You'd have to be sunk deep into the Fox News Expanded Universe to have any idea what is supposed to be scandalous about that email. That is came out in the New York Post by way of the smoldering ruins of Rudolf Giuliani and Steve Bannon is perfection itself.

17

@17 however in good times like we have had for the last 10 years those revenues are also higher than the less volatile income and property taxes so it is incumbent for states that rely on those taxes to manage their budgets better to prepare for inevitable downturns. I don't know anyone who feels our state government has done that. Beyond that there is zero talk of reducing the regressive taxes and replacing them with these taxes. These are just more, more, more which is why only the most gullible believe these types of taxes if enacted would be limited to the "rich".

21

@18,

Others might point out that it's fundamentally and indisputably undemocratic to allow for a body like the senate that is so wildly disproportionate in it's representative makeup to wield so much power in the form of SCOTUS confirmations.

22

@21 I think the process Bess was referring to was the complex of shady non-profits that work to bring about policy outcomes through the courts that could not be accomplished through legislation. Which, you know, at least its an ethos.

But its hard to square with "just calling balls and strikes".

24

@22,

Ha, yeah, I was a little confused by the exchange and upon re-reading it, your comment makes sense. Whatever, I'm always happy to bitch about the Senate which shouldn't freaking exist. I've said before that if the Dems should actually manage to win it, they should immediately take action to do whatever is needed to self-disband and kill it outright. Would involve a serious amount of self-sacrifice on the part of those serving within it's ranks, but it also would be the right thing to do from both a political and moral standpoint..

27

@24 Oh, a fellow Lets Abolish the Senate! We need a secret handshake.

@25 That would be an improvement on what we have today where its the minority that does the shoving.

29

@28 "Calling balls and strikes" is John Robert's phrase and I used it to allude to the pretense that judicial work is technical rather than political. And such is the pretense under which our government operates, isn't it?

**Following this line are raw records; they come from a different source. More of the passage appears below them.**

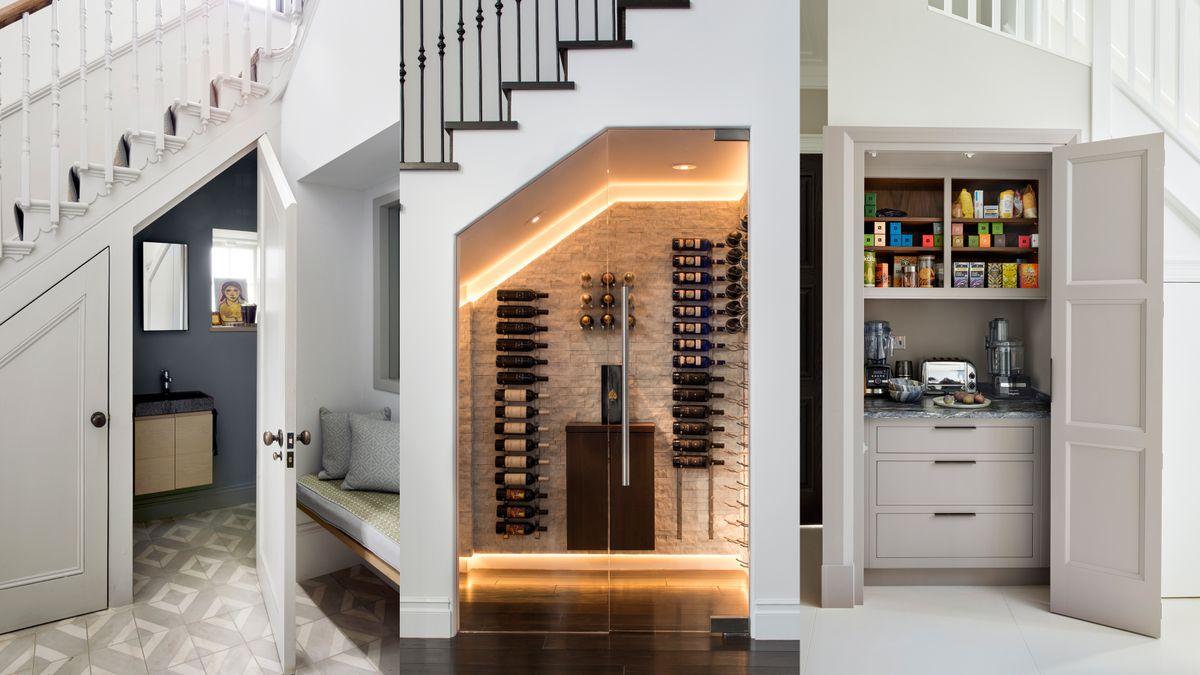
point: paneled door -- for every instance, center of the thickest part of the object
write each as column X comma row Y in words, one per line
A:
column 1107, row 417
column 54, row 452
column 276, row 495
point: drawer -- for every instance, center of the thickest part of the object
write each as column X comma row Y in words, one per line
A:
column 954, row 438
column 954, row 483
column 927, row 535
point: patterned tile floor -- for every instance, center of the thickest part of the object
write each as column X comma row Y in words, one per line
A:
column 197, row 609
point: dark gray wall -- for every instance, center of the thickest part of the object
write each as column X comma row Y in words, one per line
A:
column 221, row 364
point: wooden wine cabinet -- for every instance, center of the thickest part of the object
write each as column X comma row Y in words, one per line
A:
column 595, row 496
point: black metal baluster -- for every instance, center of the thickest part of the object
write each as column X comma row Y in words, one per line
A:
column 462, row 34
column 479, row 53
column 499, row 61
column 420, row 65
column 442, row 79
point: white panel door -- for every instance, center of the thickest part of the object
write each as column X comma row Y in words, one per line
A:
column 1107, row 419
column 54, row 484
column 276, row 497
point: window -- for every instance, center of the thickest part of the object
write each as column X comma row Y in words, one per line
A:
column 387, row 362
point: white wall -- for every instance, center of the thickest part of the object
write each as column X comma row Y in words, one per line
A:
column 894, row 63
column 673, row 77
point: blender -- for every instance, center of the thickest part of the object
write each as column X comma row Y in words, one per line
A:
column 876, row 351
column 1006, row 363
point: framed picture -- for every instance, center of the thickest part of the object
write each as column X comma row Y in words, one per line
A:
column 231, row 296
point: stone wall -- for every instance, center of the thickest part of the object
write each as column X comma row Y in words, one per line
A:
column 630, row 237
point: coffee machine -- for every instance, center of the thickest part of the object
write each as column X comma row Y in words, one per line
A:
column 1006, row 363
column 876, row 351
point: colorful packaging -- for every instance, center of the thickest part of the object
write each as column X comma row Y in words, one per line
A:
column 995, row 275
column 1029, row 275
column 961, row 275
column 1009, row 275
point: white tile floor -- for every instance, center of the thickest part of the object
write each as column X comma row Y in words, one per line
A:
column 982, row 629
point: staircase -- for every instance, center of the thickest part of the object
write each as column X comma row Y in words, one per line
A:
column 130, row 109
column 525, row 46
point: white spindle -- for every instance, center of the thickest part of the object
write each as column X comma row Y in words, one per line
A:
column 183, row 51
column 83, row 83
column 24, row 109
column 108, row 96
column 55, row 105
column 245, row 46
column 160, row 105
column 205, row 70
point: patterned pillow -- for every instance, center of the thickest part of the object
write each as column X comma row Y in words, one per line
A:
column 375, row 455
column 335, row 441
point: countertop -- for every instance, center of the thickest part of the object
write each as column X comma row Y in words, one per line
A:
column 887, row 408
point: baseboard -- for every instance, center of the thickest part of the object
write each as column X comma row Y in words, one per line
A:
column 171, row 505
column 775, row 619
column 425, row 617
column 600, row 562
column 959, row 577
column 838, row 585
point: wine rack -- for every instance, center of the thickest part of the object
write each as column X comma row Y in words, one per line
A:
column 519, row 404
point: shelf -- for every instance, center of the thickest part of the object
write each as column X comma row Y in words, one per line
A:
column 873, row 293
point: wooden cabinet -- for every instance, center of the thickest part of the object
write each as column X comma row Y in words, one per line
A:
column 172, row 452
column 601, row 514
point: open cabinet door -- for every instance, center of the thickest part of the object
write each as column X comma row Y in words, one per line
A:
column 1107, row 420
column 276, row 497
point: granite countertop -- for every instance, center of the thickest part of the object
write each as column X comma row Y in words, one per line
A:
column 887, row 408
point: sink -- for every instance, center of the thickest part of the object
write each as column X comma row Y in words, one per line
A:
column 171, row 402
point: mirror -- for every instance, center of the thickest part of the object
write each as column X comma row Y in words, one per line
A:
column 163, row 286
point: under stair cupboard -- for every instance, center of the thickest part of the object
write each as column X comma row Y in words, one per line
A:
column 933, row 239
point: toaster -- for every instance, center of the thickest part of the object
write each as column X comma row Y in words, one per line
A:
column 948, row 375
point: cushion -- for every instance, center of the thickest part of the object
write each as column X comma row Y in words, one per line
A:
column 375, row 455
column 335, row 441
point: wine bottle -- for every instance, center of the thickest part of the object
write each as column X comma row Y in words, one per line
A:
column 694, row 360
column 691, row 395
column 694, row 411
column 519, row 444
column 517, row 328
column 693, row 328
column 517, row 395
column 517, row 360
column 519, row 377
column 695, row 245
column 519, row 527
column 694, row 444
column 695, row 378
column 519, row 345
column 517, row 478
column 695, row 261
column 694, row 278
column 695, row 428
column 519, row 461
column 694, row 294
column 517, row 512
column 695, row 345
column 516, row 412
column 519, row 495
column 519, row 294
column 519, row 311
column 517, row 428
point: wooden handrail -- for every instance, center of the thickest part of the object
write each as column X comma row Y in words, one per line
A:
column 12, row 12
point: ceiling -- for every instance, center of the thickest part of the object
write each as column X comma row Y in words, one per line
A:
column 617, row 166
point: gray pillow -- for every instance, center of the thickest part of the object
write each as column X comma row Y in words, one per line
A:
column 375, row 455
column 335, row 441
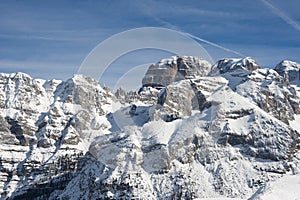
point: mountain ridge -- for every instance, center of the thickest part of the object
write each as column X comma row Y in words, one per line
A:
column 201, row 136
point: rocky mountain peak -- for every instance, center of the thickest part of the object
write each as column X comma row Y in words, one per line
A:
column 194, row 136
column 174, row 69
column 231, row 64
column 289, row 70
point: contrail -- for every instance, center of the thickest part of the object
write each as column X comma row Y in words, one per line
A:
column 215, row 45
column 282, row 15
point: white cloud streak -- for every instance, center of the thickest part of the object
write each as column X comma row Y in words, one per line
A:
column 215, row 45
column 282, row 15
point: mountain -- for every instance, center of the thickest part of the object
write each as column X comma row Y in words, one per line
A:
column 194, row 130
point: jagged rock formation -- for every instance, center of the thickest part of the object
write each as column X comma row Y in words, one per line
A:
column 174, row 69
column 225, row 132
column 44, row 128
column 289, row 70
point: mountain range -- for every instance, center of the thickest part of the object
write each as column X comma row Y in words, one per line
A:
column 194, row 130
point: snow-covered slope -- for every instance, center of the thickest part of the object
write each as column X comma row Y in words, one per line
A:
column 227, row 133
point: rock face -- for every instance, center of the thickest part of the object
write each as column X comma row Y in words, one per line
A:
column 227, row 65
column 202, row 136
column 289, row 70
column 44, row 127
column 174, row 69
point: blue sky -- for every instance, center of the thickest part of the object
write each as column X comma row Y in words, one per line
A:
column 50, row 39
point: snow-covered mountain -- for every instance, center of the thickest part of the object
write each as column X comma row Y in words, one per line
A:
column 230, row 130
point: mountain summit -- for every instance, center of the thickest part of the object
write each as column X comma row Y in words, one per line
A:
column 194, row 130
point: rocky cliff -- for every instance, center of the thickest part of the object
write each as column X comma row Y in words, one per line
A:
column 199, row 132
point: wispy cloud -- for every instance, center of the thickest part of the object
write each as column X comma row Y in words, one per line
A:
column 282, row 15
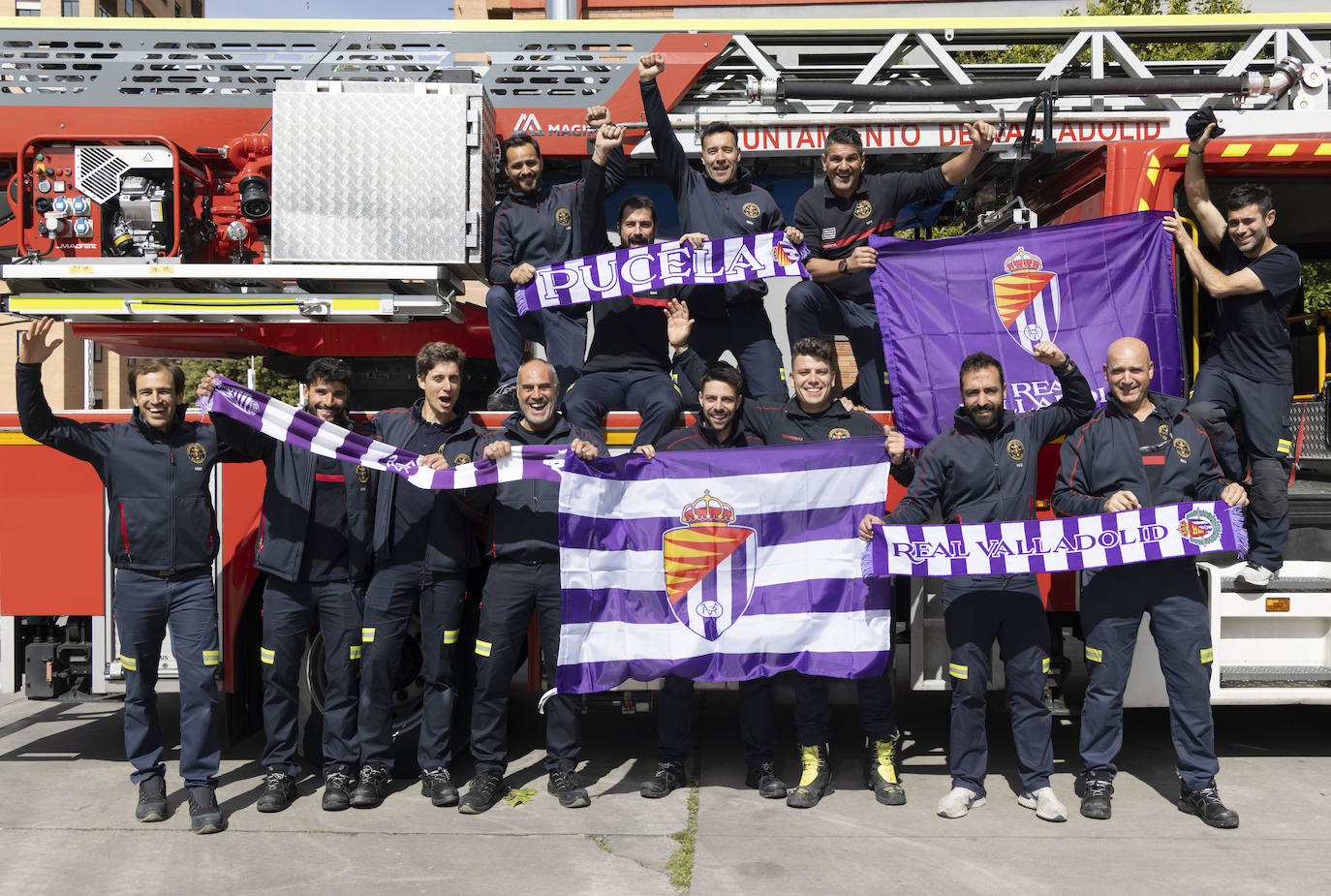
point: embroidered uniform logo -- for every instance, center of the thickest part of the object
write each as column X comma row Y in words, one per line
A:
column 1027, row 299
column 1199, row 526
column 710, row 569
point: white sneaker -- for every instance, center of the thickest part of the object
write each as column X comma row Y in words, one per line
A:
column 1045, row 803
column 958, row 802
column 1254, row 575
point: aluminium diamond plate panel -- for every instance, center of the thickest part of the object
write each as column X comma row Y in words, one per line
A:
column 378, row 173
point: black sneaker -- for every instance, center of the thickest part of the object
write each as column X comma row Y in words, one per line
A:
column 1206, row 804
column 663, row 781
column 815, row 779
column 203, row 815
column 486, row 789
column 372, row 788
column 1097, row 793
column 337, row 789
column 764, row 779
column 504, row 398
column 437, row 785
column 278, row 791
column 152, row 800
column 565, row 785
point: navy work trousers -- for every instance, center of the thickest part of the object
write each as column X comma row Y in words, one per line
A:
column 145, row 606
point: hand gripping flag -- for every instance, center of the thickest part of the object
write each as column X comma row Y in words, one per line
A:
column 721, row 565
column 1081, row 285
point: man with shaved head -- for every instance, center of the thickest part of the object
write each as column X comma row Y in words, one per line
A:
column 1142, row 450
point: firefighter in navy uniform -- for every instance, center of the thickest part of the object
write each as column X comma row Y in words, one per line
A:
column 1248, row 374
column 1142, row 450
column 837, row 217
column 537, row 224
column 523, row 534
column 423, row 547
column 982, row 470
column 314, row 544
column 163, row 540
column 812, row 416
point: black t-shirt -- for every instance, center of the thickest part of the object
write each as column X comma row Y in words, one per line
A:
column 325, row 558
column 1252, row 336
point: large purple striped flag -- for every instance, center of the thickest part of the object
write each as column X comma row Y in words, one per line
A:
column 1081, row 285
column 722, row 565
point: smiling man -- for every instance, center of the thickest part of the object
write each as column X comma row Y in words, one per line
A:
column 1142, row 450
column 1246, row 376
column 316, row 547
column 163, row 538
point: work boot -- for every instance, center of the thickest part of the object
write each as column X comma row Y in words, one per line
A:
column 337, row 789
column 762, row 778
column 372, row 788
column 958, row 802
column 1206, row 804
column 1048, row 807
column 663, row 781
column 486, row 789
column 1097, row 793
column 815, row 779
column 203, row 815
column 565, row 785
column 437, row 785
column 278, row 791
column 882, row 775
column 152, row 800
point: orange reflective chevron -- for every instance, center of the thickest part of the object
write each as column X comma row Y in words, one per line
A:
column 694, row 551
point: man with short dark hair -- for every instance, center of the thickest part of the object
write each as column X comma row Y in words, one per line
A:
column 1248, row 373
column 316, row 547
column 722, row 201
column 814, row 416
column 837, row 217
column 719, row 425
column 163, row 540
column 423, row 548
column 537, row 224
column 982, row 470
column 1143, row 450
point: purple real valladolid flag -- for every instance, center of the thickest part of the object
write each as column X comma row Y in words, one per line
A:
column 1081, row 285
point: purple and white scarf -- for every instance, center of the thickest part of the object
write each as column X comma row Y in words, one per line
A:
column 1057, row 544
column 623, row 272
column 302, row 429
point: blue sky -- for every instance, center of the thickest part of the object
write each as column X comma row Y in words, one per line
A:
column 329, row 10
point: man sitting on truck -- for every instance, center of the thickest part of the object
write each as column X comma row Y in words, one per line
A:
column 163, row 541
column 316, row 547
column 537, row 224
column 1142, row 450
column 1248, row 376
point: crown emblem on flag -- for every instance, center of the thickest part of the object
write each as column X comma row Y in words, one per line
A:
column 707, row 511
column 1022, row 260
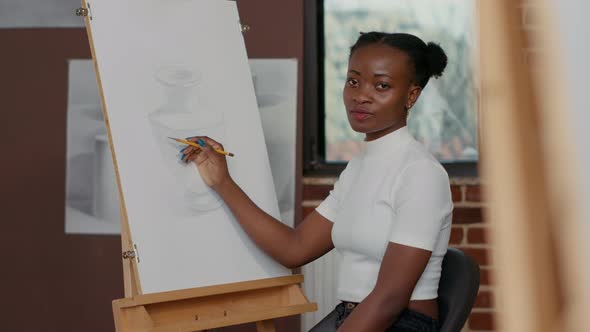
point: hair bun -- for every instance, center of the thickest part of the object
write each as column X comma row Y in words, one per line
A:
column 437, row 59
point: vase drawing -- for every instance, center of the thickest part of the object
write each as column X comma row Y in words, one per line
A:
column 181, row 116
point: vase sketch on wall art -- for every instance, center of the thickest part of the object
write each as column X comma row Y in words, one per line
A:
column 92, row 198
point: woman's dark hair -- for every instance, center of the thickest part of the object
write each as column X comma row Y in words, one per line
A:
column 428, row 59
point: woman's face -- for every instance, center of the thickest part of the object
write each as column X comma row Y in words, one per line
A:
column 379, row 89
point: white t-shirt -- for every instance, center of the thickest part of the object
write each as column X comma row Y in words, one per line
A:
column 394, row 190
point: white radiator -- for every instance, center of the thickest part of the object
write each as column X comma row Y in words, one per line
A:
column 320, row 287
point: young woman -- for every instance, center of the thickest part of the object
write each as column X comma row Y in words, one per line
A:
column 389, row 213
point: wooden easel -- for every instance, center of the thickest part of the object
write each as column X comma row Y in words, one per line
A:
column 203, row 308
column 200, row 308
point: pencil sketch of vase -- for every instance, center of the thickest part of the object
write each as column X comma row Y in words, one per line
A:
column 182, row 116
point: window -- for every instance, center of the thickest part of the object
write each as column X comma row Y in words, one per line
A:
column 445, row 117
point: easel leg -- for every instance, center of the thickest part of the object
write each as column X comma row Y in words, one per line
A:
column 265, row 326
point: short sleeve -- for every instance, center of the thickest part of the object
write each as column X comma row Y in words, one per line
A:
column 329, row 206
column 422, row 202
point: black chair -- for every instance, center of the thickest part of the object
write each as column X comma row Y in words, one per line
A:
column 457, row 289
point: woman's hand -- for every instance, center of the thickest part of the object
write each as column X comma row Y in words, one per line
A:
column 211, row 165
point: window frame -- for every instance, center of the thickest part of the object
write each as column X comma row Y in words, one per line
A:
column 314, row 163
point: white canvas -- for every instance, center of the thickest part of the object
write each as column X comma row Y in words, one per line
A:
column 179, row 68
column 92, row 198
column 40, row 14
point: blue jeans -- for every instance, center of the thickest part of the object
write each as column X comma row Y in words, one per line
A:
column 408, row 320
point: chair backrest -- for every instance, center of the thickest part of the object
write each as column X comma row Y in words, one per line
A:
column 457, row 289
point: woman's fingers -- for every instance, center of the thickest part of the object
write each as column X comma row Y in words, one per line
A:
column 206, row 141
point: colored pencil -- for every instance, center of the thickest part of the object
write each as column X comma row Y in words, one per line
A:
column 198, row 146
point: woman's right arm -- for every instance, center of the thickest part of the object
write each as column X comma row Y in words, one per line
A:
column 290, row 247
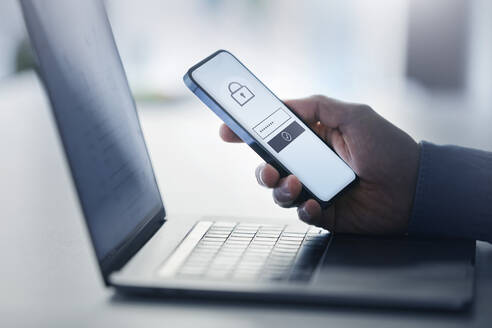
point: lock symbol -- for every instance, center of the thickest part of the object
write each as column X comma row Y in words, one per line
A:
column 240, row 93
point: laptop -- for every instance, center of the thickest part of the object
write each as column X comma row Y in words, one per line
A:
column 140, row 249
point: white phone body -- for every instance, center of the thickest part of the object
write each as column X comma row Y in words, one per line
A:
column 274, row 131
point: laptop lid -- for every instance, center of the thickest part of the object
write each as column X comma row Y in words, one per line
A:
column 98, row 125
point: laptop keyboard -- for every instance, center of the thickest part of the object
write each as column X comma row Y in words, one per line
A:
column 243, row 251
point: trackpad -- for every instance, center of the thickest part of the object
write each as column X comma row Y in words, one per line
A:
column 402, row 270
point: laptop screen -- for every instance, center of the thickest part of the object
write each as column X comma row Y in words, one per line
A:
column 96, row 117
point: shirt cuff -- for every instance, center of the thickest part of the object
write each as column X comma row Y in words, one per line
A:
column 453, row 197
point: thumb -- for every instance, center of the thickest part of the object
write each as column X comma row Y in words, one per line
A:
column 329, row 112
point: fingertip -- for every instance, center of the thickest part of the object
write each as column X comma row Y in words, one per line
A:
column 310, row 211
column 294, row 186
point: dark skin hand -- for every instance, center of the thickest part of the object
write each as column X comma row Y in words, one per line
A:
column 384, row 157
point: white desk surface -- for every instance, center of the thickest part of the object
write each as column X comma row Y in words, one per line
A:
column 48, row 273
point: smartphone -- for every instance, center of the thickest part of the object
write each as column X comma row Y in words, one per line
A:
column 268, row 126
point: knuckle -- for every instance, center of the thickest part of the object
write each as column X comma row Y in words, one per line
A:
column 319, row 98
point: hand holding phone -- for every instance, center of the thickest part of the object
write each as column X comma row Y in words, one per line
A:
column 275, row 132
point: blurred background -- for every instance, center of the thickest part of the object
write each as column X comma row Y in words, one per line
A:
column 424, row 65
column 395, row 55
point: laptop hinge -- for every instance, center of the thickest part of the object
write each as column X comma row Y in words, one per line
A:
column 116, row 259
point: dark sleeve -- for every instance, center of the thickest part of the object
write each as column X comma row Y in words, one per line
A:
column 454, row 193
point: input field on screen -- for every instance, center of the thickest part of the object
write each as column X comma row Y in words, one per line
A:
column 271, row 123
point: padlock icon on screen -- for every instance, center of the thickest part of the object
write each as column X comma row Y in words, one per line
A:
column 240, row 93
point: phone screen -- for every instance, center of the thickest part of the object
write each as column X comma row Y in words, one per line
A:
column 273, row 125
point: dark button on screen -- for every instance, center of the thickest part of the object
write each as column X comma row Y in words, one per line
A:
column 286, row 136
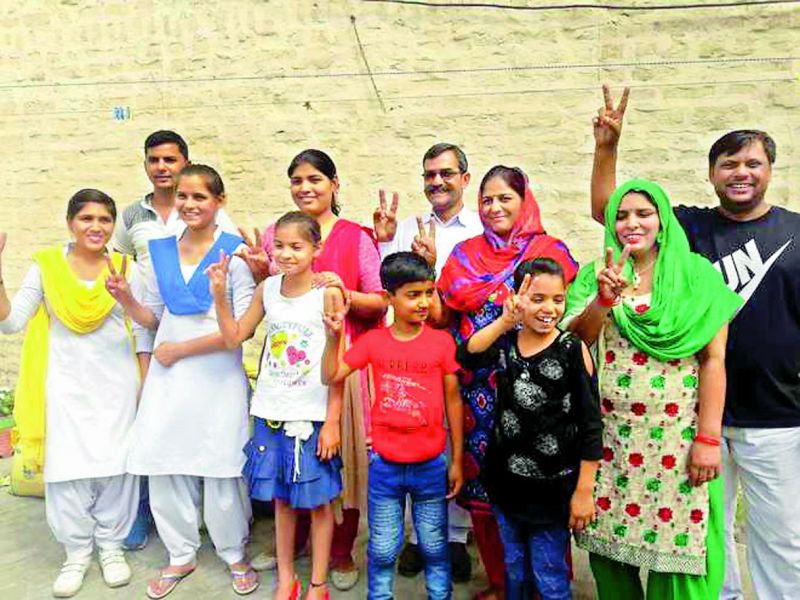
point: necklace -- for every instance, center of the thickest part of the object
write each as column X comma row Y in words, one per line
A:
column 637, row 275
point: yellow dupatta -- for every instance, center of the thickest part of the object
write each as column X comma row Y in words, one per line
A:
column 80, row 309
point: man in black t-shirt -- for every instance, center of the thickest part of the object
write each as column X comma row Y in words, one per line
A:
column 756, row 247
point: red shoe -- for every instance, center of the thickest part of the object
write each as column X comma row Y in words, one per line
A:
column 297, row 589
column 326, row 594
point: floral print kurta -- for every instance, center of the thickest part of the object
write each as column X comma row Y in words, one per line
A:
column 479, row 392
column 648, row 514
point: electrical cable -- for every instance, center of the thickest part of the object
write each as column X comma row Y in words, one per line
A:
column 410, row 72
column 406, row 98
column 582, row 5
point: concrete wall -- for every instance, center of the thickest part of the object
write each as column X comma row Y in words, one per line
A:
column 250, row 83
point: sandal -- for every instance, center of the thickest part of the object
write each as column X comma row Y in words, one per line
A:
column 167, row 580
column 244, row 579
column 326, row 595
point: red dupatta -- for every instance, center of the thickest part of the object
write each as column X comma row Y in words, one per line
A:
column 479, row 265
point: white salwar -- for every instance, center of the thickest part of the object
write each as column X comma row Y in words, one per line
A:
column 766, row 462
column 192, row 425
column 91, row 390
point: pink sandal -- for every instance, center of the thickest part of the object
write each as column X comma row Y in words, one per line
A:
column 244, row 579
column 167, row 580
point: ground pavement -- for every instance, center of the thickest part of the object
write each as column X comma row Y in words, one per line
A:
column 30, row 559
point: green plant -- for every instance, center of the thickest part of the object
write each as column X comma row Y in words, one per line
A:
column 6, row 402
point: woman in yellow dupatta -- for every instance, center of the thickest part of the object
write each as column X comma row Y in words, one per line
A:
column 79, row 382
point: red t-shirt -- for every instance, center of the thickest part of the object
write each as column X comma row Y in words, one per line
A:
column 408, row 412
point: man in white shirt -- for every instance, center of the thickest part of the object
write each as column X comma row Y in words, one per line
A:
column 445, row 176
column 154, row 217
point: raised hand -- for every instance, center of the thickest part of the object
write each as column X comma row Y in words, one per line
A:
column 384, row 220
column 328, row 279
column 610, row 281
column 116, row 283
column 335, row 309
column 218, row 275
column 254, row 254
column 424, row 242
column 608, row 122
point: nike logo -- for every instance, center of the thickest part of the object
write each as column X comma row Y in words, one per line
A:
column 744, row 269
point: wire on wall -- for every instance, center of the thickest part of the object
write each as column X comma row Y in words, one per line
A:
column 585, row 6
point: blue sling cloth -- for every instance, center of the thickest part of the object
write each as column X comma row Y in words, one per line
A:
column 180, row 297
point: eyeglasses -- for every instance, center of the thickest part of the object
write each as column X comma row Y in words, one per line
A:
column 446, row 174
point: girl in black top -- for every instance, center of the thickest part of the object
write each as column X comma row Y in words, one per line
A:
column 543, row 456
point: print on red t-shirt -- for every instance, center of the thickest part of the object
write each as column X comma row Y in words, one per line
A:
column 408, row 412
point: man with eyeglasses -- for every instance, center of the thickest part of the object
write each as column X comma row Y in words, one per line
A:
column 449, row 222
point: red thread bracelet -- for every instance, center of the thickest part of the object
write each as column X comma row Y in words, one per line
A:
column 707, row 439
column 607, row 303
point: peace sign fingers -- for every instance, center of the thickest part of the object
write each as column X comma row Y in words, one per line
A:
column 525, row 286
column 608, row 123
column 110, row 264
column 385, row 220
column 623, row 257
column 607, row 100
column 420, row 227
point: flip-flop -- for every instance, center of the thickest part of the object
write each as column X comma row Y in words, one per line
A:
column 166, row 582
column 244, row 579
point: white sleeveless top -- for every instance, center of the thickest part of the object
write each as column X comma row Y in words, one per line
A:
column 289, row 386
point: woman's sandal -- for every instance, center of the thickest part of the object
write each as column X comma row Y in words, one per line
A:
column 244, row 579
column 168, row 578
column 326, row 594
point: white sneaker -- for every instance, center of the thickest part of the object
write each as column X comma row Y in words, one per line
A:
column 70, row 580
column 264, row 562
column 116, row 571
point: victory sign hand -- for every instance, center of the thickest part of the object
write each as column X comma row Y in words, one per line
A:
column 116, row 283
column 384, row 220
column 608, row 122
column 218, row 275
column 610, row 281
column 424, row 242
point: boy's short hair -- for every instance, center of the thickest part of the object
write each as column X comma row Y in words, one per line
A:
column 164, row 136
column 401, row 268
column 537, row 266
column 733, row 141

My point was that if the courts are an arena for the raw deployment of power, fine. But then they can't also be technical-not-political. So, lets pack the courts - politics!

30

Trying to justity this authoritarian power grab by buying your own court is essentially taxation without representation and the most un-American antidemocratic and corrupt ceding of control to multinational special interests to squelch the many. Trying to justify it as just politics evinces a fundanmental character flaw and lack of concern for the spirit of the Constitution.

32

@18 -- yep -- some might call it that.

here's what Chas called it today in another
one of his insightfully brilliant columns:

"This is what Barrett will do during her entire time on the bench: make money more powerful, which only means making those with money more powerful, which results in making those without money, the poor (Jesus's people), weaker."

Dystopia.
or trumpftopia is
what I Like to call it.

meanwhile we keep handing
America over to the Billionaires
& sell our own asses down the River.

33

@31 Roberts most certainly gives a flying fuck about public opinion. His whole shtick is to kneecap progressive policy without producing a big splashy ruling that might galvanize political action to restrict the court's authority. His dimwitted re-write of the ACA is a prime example of this. Also that wretched ruling on the Voting Rights Act a few years back.

The other two branches together have ample power to write the courts out of government entirely should they decide to use it. This hasn't happened because the courts have always been careful and, in fact, they've never been particularly out of line with general public sentiment. But with this Barrett appointment, that will change.